As late-fall shadows fell over the tops of chimneys and mossy brick walls, dozens of walkers filled the sidewalks of Federal Hill and Otterbein, two of Baltimore's older downtown neighborhoods, darting from one residence to another residence.
"I just like to see other people's houses and how they live. I'm curious, and maybe one day with some luck I'll be able to live like this," said Erin MacLeod, a Glen Arm resident and Roanoke College student.
The "Holiday House Tour of Federal Hill and Otterbein," among the most popular of dozens of such events in the Baltimore area, drew 576 paid visitors.
It was sponsored by the Preservation Society, the neighborhood group based in Federal Hill and Fells Point.
"We tell the people who have opened their houses to put their valuable, tiny things away," said Megan Carlson, who recruited homeowners for the tour. "And we tell them not to worry that tax assessors will show up. That would be unethical."
So why do residents volunteer to open their homes (and expose clean floors and fine Oriental rugs) to anyone who buys a $10 ticket?

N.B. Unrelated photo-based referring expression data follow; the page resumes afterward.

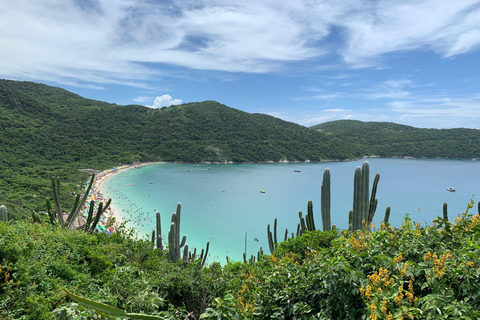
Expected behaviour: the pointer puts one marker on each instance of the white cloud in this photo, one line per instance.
(142, 99)
(164, 101)
(105, 42)
(437, 112)
(335, 110)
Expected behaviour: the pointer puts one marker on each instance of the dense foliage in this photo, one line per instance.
(387, 139)
(411, 272)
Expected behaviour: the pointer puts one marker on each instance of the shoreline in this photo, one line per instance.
(98, 191)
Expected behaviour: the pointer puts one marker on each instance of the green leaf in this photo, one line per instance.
(97, 305)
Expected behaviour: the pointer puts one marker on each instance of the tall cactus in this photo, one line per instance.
(309, 217)
(159, 232)
(387, 215)
(272, 239)
(174, 243)
(4, 216)
(326, 200)
(174, 235)
(57, 213)
(363, 208)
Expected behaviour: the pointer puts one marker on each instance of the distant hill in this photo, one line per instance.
(49, 131)
(387, 139)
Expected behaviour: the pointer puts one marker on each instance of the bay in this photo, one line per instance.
(222, 203)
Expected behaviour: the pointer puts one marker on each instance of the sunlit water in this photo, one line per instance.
(223, 203)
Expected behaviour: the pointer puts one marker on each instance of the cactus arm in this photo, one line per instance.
(159, 232)
(75, 205)
(387, 215)
(90, 215)
(373, 200)
(364, 192)
(326, 200)
(184, 239)
(185, 253)
(206, 254)
(56, 198)
(3, 214)
(275, 232)
(270, 239)
(309, 217)
(357, 198)
(77, 209)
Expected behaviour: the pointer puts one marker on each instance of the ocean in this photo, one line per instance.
(223, 205)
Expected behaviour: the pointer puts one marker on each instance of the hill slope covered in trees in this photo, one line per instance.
(387, 139)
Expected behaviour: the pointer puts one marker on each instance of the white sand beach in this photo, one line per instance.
(98, 190)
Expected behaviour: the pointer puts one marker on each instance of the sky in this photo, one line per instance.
(410, 62)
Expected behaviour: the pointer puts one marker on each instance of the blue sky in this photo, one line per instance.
(305, 61)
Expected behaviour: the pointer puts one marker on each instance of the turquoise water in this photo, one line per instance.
(222, 203)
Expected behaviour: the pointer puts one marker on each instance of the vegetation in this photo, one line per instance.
(48, 132)
(410, 272)
(387, 139)
(48, 271)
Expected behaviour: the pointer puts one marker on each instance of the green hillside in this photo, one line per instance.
(388, 139)
(49, 131)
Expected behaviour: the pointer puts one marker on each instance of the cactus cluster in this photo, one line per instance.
(4, 215)
(325, 200)
(56, 214)
(360, 217)
(363, 208)
(174, 243)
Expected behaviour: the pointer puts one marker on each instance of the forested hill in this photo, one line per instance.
(47, 131)
(388, 139)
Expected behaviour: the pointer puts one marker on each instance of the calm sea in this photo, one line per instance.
(220, 203)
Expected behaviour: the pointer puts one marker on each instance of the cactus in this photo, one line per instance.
(303, 226)
(363, 208)
(57, 213)
(387, 215)
(36, 217)
(109, 310)
(4, 215)
(159, 232)
(174, 243)
(325, 200)
(271, 243)
(309, 216)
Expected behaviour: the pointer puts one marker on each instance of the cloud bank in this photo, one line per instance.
(127, 42)
(164, 101)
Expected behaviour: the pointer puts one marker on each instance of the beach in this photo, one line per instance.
(97, 194)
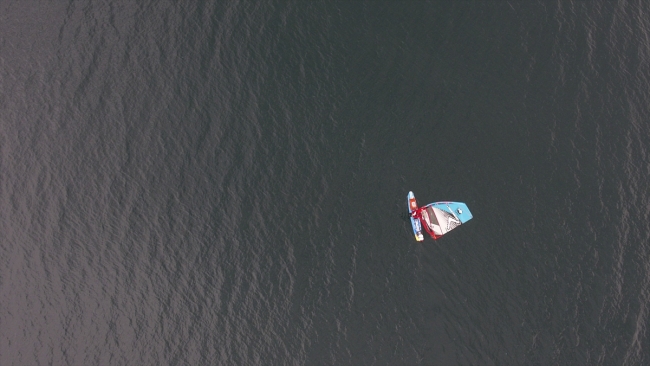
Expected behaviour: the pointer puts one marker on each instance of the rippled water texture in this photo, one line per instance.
(225, 183)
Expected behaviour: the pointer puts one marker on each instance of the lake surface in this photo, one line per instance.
(195, 183)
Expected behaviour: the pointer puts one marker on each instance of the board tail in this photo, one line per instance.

People who spent years renovating their houses take pride in showing them off, Carlson said.
"We find the people who say yes to us are the ones who go crazy when Christmas decorating," she said.
The not-too-cold, rainless afternoon came as a blessing to those whose homes have pastel carpets.
"I'm glad it isn't raining; my new, light-peach carpet is the shade of a newborn baby's bottom," said Pat McCarthy, whose Lanasa Lane home was constructed about 10 years ago on the site of the old Southern High School's gym and swimming pool.
Joy Owens, a professional decorator and Grindall's Yard resident, was chairwoman of this third annual event.
She said she takes part because "I like Christmas. I also enjoy walking around and peeping in windows."
The Christmas tour pilgrims came attired in seasonal finery. Some had on holly wreath earrings. Others wore Rudolph stickpins. A lot of red plaid and dark green was on coats, pants and hats. Many wore sensible shoes good for snaking up and down some of Baltimore's most narrow, twisted staircases.
Certain tour homes have earned a local repute. Take 810 William St., where actress Jessica Lange and actor-playwright Sam Shepard were tenants in fall 1988 during the filming of "Men Don't Leave."
"It wasn't a very good movie, but there is some good footage of Baltimore in it," said Ivo Jamrosz, who owns the house with his wife, Rose McCabe, and their 10-year-old son, McCabe.
McCabe, a student at St. Paul's School, decorated his bedroom for the tour and built a small Christmas garden, complete with a running German train. His miniature village contained a sign, "Don't touch or else."
Sandy Seward spent yesterday morning decorating the Christmas tree her neighborhood garden club erected in Federal Hill Park.
She didn't have time to trim the front of her rowhouse in the 200 block of Warren Ave. before the tour's 3 p.m. start.
"What this tour is all about is promoting a sense of community. Some people in all their lives never experience that. Here it happens every day," she said.
Seward's front window, which she decorates each year in a different theme, contained a large Nativity scene with an infant Jesus wearing a miniature gold crown.
Other residents, whose homes were not open, festooned front windows with seasonal scenes and decorative objects.
In the adjacent Otterbein community, where several more houses were open, visitors peered into a living room window on Sharp Street. They saw a German-made pyramid, a wooden object fitted with candles.
When its tapers were lighted, as they were yesterday afternoon, the heat rose and turned the paddles on a small fan. This, in turn, sent circular rings of small figures, including tiny sheep and the three wise men, spinning.
Carlson said the outlay for the house tour totaled about $3,000. "Most of the expense went into the design and printing of the brochure," she said, "but the real idea is to show the neighborhood off."